The well is indeed about half-way between Armagh and the fort, on a direct and old road. Today it’s amidst a housing estate called St Patrick’s Park and the view on Google Maps makes it look very neglected. But when the houses were built it was excavated. There’s a photo on the NISMR that shows a digger going round it- the archaeological report from the time says ‘the builders showed the utmost respect for the well and particularly its ‘fairy thorn’. It also says that it was traditionally visited on the feast of St Peter and St Paul, the 29th June. So that’s interesting, that it’s not about St Patrick himself. And so the report tentatively suggests a pre-christian connection, what with the day being close to the solstice. But who knows.
Anyway I post this in the hope that someone might like to visit it if they were at Navan Fort – they have an interpretation centre there with a roundhouse, and who can resist a real life roundhouse.
In his excellent book, The Book of the Cailleach, Stories of the Wise-Woman Healer, Gearoid O Crualaoich tells the tale of how Emain Macha got its name.
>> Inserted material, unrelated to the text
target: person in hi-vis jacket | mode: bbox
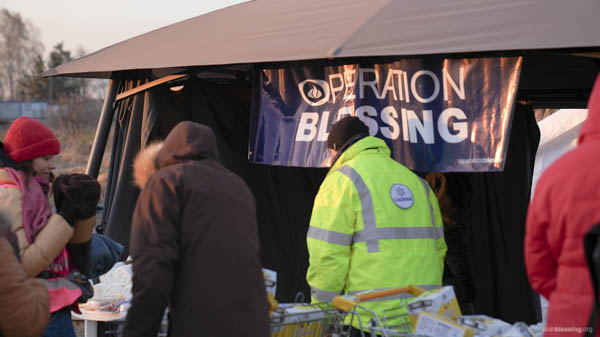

There were three kings , Dithorba, Aed Ruad and Cimbaeth who took it in seven year stints to rule over Ireland. When Aed Ruad died his daughter, Macha Mongruad demanded her fathers turn of the kingship. The remaining two kings refused to surrender the kingship to a woman, so Matha defeated them in battle and took her seven year turn.
When Dithorba died his five sons claimed the kingship. Macha fought and defeated the sons and banished them to Connaught. Then she married Cimbeath.
Matha went to visit the five sons disguised as a hag. The sons try to trick Macha with lies but one by one she ties them up and brings them back to Ulster, where she orders them to dig a ring fort as a capital for Ulster and marked out the boundaries of the fort with a pin from her golden brooch.
The fort was founded four hunderd and five years before Christ and lasted until four hundred and fifty years after Christ.